The response that then follows is not analysis of political shifts, but xenophobia and racism. China is not pursuing its interests, it is somehow “cheating” — it is holding the renminbi at an “artificially” low rate. Low compared to what? To the currency settings made by markets based in the UK and Europe. Thus, according to Fred Bergsten of the FT, “the competitive undervaluation of China is infecting the entire global economy”. Infecting. Hmmmmmm.

This is hilarious. The US and Europe kept state control of their exchange rates for decades while they built up their national economies. Faced with the prospect of unending stagflation in the 1970s, they loosened them off in the ’80s, knowing that to do so was to hand over vast amounts of power to global markets and banks to the detriment of the state — and make it difficult for anyone in the West to have a stab at a real social democratic government again.

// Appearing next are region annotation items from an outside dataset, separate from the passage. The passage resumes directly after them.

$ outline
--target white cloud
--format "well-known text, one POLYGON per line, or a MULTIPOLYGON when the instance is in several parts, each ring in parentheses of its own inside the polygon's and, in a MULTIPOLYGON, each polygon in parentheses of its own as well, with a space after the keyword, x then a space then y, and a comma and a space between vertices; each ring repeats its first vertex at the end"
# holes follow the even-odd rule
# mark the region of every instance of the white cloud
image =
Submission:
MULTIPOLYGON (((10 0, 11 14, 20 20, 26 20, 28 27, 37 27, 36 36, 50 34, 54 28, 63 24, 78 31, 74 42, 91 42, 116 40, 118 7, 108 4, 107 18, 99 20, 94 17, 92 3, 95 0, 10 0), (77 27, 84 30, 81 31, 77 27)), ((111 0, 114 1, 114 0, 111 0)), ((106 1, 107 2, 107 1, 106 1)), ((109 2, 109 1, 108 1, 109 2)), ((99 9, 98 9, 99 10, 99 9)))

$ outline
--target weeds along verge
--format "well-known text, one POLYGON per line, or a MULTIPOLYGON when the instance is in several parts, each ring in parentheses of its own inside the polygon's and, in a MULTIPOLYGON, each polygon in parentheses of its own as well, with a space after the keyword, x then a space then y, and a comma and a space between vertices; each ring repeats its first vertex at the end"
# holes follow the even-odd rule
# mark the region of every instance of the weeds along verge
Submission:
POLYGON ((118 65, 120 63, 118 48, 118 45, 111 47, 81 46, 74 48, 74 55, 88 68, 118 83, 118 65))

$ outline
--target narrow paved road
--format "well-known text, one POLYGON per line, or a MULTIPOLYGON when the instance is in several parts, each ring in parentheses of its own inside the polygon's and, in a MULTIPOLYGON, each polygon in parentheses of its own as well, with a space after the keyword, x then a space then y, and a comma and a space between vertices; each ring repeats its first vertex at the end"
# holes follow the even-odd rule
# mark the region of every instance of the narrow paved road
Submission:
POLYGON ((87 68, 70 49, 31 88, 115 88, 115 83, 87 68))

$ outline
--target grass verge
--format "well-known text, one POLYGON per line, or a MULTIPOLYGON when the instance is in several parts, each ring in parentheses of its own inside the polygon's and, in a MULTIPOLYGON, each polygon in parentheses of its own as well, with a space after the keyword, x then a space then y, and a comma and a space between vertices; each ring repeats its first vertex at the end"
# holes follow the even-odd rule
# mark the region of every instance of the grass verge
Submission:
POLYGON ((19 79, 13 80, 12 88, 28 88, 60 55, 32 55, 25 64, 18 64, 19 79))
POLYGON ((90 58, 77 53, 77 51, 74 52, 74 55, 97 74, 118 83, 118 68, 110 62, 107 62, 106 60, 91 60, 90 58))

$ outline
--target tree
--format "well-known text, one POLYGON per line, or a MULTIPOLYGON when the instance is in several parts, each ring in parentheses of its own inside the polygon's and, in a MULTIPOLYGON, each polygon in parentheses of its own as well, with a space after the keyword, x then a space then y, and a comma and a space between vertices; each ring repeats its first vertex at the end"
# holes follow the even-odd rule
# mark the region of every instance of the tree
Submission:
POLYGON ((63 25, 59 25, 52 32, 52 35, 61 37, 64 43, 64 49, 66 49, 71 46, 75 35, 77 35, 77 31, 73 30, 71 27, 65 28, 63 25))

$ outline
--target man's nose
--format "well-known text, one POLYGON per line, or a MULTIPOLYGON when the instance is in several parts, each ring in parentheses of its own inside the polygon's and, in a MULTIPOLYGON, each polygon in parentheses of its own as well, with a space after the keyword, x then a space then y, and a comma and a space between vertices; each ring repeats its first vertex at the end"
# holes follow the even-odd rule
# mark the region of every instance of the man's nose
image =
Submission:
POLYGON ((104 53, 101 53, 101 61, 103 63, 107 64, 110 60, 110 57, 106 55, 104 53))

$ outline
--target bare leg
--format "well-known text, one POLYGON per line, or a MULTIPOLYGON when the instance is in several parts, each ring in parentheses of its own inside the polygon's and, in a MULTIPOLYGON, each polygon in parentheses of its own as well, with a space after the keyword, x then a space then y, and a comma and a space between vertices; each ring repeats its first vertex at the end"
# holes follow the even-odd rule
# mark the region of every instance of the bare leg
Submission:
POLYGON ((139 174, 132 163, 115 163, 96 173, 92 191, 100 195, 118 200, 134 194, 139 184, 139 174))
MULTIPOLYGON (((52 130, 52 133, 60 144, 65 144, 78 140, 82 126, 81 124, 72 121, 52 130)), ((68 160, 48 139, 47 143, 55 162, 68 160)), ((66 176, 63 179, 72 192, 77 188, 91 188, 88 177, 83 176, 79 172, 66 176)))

Now that China is at a similar developmental stage as that earlier period in the West, sovereign control of exchange rates amounts to cheating. Make your prices competitive by keeping your money cheap — outrageous. Do so by pushing wages through the floor — fine.

Of course, in the long run, China will have to factor in the possibility of retaliation. The US Congress is already halfway through passing a bill to treat “undervaluation” as subsidy and impose duties. It could also take monetary measures — which China could then appeal to the IMF (which is run by the US).

What is clear, of course, is that the brief lived “new world order” after the end of history — inaugurated by GATT and the WTO in 1994-95 — is coming apart, as sovereign political power re-asserts itself. Western elites who handed over financial power to global markets assumed it would be aligned with western political interests indefinitely. Instead it went rogue and wrecked the joint.

The minor sideshow of radical Islamism served as a further distraction. The Chinese, the Indians, and others — who never got the fax about history being over (remember fax?) — continued as our empires did, using trade, protection and money as strategic tools in their growth.

Now China is on track to having the largest blue-water navy in the world, and three geographical gateways to Europe are broke, flat on their backs and open to all offers. To suggest that China’s advancement of its own interests is somehow illegitimate — or worse that it is somehow inscrutable and oriental — is racism and xenophobia, pure and simple. But at the level of pure global power politics, only a fool would not pay attention to a larger process clearly under way — the return to sovereign power politics.

*A rather clever bilingual pun, easy to miss, so I thought I’d point it out.

**Another bilingual pun, it would be easy to miss.